Les recueils poétiques posthumes

L’œuvre de Pierre Gabriel fut maintes fois distinguées (par les prix Voronca, Artaud, Apollinaire et le Grand Prix de poésie du Mont-Saint-Michel). Elle s’est augmentée de plusieurs recueils posthumes, tels « La Vie en gage » et « Où ta demeure voyageur ? » aux éditions de L’arrière-pays, « Le cheval de craie » au Dé bleu, « L’Amour même » chez Voix d’encre ou « Seule mémoire » (réédition augmentée de textes critiques) aux éditions Le Vert sacré.



« La Cinquième Vérité »

L’inquiétude propre à cette œuvre grave se retrouve dans les recueils posthumes. Tel « La Cinquième Vérité » qui reprend quelques poèmes de « La Vie sauve » et la plupart des textes de « La Main de bronze », mais comporte aussi de nombreux inédits, écrits probablement dans la période où l’auteur luttait contre la maladie.
Ceux-ci ne sont pourtant pas désespérés, mais traduisent le tourment, l’interrogation métaphysique perpétuelle d’un homme qui avait choisi la poésie comme « chemin menant vers l’intérieur » (il faisait volontiers référence à Novalis) et, sans doute, vers une lumière transcendant les désordres du jour. La cinquième vérité pouvant s’entendre comme ce qui reste quand on a dit à quelqu’un ses « quatre vérités » : la part qui échappe aux analyses et aux injonctions. Celle qu’on ne réduit pas. Aussi simple peut-être que « le dérisoire bruit du sang ». Aussi irréductible sans doute que l’espoir, quand « chacun de nos rêves s’accroche à son éternité ».

« La Vie en gage »

Avec « La Vie en gage » et contre « l’éphémère destin, le hasard aux yeux clos, le terrifiant hasard », la poésie de Gabriel continue d’interroger « d’invisibles empreintes à la surface d’une vie », la présence sourde de l’énigme, une autre réalité peut-être, lovée dans le silence, à travers une intuition platonicienne : « Chaque image, ici, n’est que l’ombre trompeuse d’une autre, et son secret profil demeure à jamais invisible ».

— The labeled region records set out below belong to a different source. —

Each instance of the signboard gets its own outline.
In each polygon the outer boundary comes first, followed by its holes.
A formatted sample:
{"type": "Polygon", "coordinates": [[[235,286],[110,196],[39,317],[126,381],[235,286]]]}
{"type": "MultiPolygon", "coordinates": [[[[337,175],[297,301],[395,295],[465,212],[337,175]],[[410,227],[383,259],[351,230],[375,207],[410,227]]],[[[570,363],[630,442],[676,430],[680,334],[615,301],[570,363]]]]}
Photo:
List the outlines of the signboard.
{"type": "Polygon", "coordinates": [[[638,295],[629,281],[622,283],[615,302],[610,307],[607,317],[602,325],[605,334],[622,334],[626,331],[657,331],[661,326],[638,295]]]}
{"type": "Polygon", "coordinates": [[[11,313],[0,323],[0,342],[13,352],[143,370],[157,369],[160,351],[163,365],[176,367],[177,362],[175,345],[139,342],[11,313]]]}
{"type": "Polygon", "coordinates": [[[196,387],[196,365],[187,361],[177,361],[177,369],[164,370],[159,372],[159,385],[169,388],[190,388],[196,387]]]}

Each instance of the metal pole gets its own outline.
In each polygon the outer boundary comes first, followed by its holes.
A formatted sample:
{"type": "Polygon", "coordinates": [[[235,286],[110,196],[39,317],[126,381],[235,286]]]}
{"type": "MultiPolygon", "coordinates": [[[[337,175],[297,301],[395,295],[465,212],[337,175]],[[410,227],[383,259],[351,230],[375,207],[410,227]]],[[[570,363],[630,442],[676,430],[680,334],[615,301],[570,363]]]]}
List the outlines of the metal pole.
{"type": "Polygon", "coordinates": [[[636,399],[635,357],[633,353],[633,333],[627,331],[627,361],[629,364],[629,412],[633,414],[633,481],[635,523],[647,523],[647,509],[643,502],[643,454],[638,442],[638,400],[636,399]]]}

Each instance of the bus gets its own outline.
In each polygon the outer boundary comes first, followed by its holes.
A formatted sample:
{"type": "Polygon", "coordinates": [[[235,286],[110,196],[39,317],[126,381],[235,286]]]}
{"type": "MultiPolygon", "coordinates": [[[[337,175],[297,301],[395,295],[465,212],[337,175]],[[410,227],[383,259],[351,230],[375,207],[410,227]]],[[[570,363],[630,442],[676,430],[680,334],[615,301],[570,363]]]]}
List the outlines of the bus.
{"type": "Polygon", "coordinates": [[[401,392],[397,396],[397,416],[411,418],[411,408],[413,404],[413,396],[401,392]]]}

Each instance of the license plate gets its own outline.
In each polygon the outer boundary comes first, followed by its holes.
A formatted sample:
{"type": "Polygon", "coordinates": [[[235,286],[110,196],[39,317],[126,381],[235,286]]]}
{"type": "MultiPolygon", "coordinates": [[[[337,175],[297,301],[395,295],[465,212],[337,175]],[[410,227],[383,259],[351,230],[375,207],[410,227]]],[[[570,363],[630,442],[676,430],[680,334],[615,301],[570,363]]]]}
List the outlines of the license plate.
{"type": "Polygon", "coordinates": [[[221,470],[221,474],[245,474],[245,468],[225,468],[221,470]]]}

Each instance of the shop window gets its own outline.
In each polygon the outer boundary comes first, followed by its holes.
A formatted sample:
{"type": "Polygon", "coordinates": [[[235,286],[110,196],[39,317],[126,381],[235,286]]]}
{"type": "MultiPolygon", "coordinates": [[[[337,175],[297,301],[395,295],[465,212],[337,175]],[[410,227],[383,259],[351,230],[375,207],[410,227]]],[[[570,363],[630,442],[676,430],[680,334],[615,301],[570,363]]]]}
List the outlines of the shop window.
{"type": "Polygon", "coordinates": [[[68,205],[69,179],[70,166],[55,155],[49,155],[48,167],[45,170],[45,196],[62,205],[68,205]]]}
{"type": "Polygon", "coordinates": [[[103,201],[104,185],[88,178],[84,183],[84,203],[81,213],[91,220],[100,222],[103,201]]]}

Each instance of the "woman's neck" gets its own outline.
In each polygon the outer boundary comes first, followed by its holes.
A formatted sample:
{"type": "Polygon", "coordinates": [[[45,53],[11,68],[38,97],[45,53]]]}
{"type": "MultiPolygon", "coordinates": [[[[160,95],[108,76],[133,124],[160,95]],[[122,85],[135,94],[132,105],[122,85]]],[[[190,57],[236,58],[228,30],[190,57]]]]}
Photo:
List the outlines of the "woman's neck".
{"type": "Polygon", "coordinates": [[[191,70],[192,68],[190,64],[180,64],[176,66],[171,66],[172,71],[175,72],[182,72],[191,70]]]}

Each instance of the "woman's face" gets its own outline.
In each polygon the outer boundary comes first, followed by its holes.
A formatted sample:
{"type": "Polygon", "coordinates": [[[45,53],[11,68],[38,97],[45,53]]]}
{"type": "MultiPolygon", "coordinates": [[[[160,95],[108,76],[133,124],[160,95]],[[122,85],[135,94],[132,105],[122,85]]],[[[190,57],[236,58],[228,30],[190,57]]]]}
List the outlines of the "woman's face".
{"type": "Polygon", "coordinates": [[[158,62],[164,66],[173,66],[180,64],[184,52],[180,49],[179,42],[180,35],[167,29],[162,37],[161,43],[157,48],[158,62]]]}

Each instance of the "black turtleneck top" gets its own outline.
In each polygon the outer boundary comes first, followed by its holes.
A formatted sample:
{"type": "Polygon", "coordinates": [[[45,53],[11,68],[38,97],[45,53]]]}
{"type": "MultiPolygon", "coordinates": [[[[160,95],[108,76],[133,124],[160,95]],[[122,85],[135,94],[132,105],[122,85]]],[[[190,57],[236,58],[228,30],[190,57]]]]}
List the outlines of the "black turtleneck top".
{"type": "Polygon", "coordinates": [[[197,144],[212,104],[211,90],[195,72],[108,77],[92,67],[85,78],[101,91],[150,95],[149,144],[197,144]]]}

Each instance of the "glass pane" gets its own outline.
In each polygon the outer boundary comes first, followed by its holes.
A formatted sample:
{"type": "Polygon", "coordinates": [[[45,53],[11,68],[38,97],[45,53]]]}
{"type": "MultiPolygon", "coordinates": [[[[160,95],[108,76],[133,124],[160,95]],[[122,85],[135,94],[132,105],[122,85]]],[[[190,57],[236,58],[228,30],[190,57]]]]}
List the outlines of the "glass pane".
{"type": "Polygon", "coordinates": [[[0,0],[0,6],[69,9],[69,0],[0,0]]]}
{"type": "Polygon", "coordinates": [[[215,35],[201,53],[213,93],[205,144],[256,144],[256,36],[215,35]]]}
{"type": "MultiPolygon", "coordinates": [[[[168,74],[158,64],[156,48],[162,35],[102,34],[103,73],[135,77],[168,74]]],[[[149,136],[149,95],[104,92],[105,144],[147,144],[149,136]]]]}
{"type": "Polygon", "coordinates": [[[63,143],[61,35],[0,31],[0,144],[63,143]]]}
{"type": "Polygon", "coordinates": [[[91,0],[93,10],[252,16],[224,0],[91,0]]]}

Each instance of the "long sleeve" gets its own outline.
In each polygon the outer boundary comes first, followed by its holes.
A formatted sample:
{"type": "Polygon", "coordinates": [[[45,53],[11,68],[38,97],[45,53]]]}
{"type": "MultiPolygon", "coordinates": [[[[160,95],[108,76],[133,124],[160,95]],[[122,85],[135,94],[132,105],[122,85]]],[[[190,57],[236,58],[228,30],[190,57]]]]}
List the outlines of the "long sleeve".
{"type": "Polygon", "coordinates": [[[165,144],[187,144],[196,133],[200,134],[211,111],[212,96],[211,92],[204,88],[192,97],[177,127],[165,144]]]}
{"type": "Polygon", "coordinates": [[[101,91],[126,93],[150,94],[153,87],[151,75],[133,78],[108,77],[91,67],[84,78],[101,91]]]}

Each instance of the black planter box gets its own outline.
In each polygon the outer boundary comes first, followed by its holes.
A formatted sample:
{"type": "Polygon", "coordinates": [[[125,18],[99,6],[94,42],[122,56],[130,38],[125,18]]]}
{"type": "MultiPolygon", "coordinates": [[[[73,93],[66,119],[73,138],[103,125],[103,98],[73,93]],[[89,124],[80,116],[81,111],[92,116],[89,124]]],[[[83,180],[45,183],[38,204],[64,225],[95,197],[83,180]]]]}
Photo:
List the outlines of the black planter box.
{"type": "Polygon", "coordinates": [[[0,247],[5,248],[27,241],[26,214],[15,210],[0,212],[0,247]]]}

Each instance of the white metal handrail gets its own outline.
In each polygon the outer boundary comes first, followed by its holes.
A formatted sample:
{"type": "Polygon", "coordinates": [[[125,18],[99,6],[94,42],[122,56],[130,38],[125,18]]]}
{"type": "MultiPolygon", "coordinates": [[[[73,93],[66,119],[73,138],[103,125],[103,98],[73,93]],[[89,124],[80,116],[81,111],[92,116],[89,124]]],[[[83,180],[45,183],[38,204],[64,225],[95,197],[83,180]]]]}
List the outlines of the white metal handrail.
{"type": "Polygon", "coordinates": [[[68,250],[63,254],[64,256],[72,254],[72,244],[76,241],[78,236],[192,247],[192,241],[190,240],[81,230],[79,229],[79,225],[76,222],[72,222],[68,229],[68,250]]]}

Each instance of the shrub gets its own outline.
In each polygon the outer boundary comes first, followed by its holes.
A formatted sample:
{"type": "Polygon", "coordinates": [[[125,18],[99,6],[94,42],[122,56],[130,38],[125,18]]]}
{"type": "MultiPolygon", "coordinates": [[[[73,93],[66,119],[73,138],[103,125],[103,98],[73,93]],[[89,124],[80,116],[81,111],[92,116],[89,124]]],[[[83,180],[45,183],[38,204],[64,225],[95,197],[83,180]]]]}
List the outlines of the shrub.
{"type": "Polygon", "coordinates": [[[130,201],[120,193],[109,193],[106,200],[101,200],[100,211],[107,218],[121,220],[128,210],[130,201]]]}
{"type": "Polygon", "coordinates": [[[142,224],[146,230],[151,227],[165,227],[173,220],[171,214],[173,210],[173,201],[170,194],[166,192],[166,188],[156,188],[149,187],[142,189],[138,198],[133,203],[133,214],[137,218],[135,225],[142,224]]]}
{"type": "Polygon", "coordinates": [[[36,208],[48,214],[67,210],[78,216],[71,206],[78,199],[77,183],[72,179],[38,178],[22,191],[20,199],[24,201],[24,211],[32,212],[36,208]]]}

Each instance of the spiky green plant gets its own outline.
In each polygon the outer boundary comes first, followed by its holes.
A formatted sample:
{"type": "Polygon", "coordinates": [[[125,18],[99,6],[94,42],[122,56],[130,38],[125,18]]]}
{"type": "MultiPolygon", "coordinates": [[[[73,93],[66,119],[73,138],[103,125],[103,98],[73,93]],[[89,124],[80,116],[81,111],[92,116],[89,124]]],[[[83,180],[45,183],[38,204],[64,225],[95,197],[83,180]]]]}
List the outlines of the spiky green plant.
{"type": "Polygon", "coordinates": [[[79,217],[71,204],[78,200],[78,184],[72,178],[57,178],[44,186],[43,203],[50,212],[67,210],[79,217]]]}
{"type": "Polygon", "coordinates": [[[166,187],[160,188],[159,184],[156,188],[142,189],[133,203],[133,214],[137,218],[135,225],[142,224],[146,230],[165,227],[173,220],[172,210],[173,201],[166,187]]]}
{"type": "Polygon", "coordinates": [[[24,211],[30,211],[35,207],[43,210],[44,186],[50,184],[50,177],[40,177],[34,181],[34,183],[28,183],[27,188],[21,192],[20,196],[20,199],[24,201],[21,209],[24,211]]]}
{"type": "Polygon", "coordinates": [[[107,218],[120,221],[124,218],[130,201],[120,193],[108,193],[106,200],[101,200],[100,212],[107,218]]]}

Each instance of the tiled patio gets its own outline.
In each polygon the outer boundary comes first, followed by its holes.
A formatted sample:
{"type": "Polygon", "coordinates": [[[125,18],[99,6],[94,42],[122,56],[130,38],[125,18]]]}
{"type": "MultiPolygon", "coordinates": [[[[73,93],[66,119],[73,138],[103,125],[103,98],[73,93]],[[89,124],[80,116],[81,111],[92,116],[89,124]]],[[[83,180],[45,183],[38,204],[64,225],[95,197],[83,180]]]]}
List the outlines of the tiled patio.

« Où ta demeure, voyageur ? »

Dans « Où ta demeure, voyageur ? », et derrière la parabole de celui qui fait avancer le temps en marchant vers l’inconnu sur des sentiers de nuit, dans une « errance aveugle », on retrouve l’interrogation métaphysique. « Tu vas, porté par le souffle des mots, / toujours plus avant vers l’énigme / du silence qui les suscite. » Silence qui est fait de mystère et reste cependant à conquérir, peut-être à force de dépouillement : « Laisse grandir en toi / au terme de l’ultime étape / ce silence qu’il fait soudain / sur la terre de tous les jours / (...) Seul ce silence est vrai, / il parle par ton sang, / te mêle à sa lumière, / respire avec le temps. »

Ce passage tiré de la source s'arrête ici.